Shopzilla Is Sold on Big DataBy Samuel Greengard Print
An online shopping giant uses big data to boost speed and efficiency in a field where you can win or lose based on the speed and efficiency of your transactions.
By Samuel Greengard
Online retailing has emerged as a high-stakes environment where winners and losers are determined by the speed and efficiency of their transactions. At Shopzilla, a 17-year-old online comparison-shopping service that manages a portfolio of shopping brands (including Bizrate in the United States and the United Kingdom, Spardeingeld in Germany and Prix Moins Sher in France) the ability to manage vast volumes of data and act on it in immediately is critical.
"We receive an ongoing feed of inventory from merchants, create offers and enrich them with data that provides classifications and attributes," says Mik Quinlan, distinguished architect for Shopzilla.
Processing the feeds efficiently is at the heart of the business. Shopzilla processes approximately 60 million offers a day from about 15,000 merchants. However, a few years ago, the company was hamstrung by an existing IT infrastructure that was about 13 years old. "We realized that extending the platform was an extremely difficult proposition," Quinlan recalls.
Shopzilla required a platform that could provide a high level of extensibility and predictability. "When data is batch-processed through Hadoop or another tool, any error can result in the entire feed failing," he explains.
As a result, the company had two primary objectives: decrease latency at the site and build a data store that could ensure high data quality. After examining a number of products, Shopzilla opted for a VoltDB solution that could manage inventory while tackling search and site requirements under a single platform.

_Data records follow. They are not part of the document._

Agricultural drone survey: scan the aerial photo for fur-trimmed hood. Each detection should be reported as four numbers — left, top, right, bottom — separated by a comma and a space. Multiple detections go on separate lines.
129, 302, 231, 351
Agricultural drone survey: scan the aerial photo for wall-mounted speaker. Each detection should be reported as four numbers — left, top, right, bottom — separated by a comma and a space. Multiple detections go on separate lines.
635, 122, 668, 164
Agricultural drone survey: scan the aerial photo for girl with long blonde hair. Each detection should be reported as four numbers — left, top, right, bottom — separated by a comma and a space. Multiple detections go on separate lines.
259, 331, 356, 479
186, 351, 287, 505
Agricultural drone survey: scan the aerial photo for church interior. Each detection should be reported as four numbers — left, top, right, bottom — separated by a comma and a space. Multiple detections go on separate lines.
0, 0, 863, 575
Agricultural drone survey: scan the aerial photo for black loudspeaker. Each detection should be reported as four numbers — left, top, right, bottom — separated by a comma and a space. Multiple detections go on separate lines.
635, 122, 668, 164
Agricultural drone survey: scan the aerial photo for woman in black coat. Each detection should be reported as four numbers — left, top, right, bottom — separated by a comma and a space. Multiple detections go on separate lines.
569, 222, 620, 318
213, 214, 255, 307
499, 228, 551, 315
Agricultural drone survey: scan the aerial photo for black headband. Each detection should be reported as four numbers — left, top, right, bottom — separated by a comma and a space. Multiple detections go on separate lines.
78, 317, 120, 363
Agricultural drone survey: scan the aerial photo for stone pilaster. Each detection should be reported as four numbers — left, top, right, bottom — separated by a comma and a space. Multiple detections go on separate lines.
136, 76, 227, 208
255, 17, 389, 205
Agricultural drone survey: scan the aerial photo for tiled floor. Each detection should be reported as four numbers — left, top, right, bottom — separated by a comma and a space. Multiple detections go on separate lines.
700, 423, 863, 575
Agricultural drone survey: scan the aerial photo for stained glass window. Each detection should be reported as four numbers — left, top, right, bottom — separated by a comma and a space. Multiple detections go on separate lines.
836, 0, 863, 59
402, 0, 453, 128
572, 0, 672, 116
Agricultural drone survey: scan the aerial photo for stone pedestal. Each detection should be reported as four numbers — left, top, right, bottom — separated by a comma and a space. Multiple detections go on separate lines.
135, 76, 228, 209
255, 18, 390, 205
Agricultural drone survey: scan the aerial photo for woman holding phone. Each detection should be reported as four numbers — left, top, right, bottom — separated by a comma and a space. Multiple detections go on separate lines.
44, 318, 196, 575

The firm installed the new system in June 2012.
Shopzilla is now running its retail data repository on a seven-node VoltDB cluster that holds 1.2 terabytes of data. It allows the company to store all merchant offer data and its associated enrichment data centrally and permanently, Quinlan says.
VoltDB's CSV snapshot capability streamlines data export into Hadoop, where analysts can use Hive to conduct queries. The system makes it possible to use analytics across the entire spectrum of data associated with an offer. New offers are ingested into the retail data repository within 15 minutes for an overall feed of 1 million offers. Three to five hours later, the data is loaded into Hive tables for querying.
The system has simplified Shopzilla's architecture and allowed the company to plug in a number of enrichment services that have improved machine learning algorithms. A seven-node VoltDB Enterprise Edition cluster handles 30,000 transactions per second of persisting offer data, while amalgamating enrichment data with those offers.
A six-node VoltDB Community Edition cluster handles delta processing at a rate of 30,000 to 45,000 transactions per second. The company is now upgrading other data repository systems in order to reduce latency.
The end result has been a faster and far more efficient environment—one that provides a foundation for continued growth.
"The infrastructure has greatly simplified the way we approach transactions and the overall business," Quinlan says. "It has created a more flexible environment that helps us compete more effectively. We are able to integrate data and put it to use in ways that truly change the business."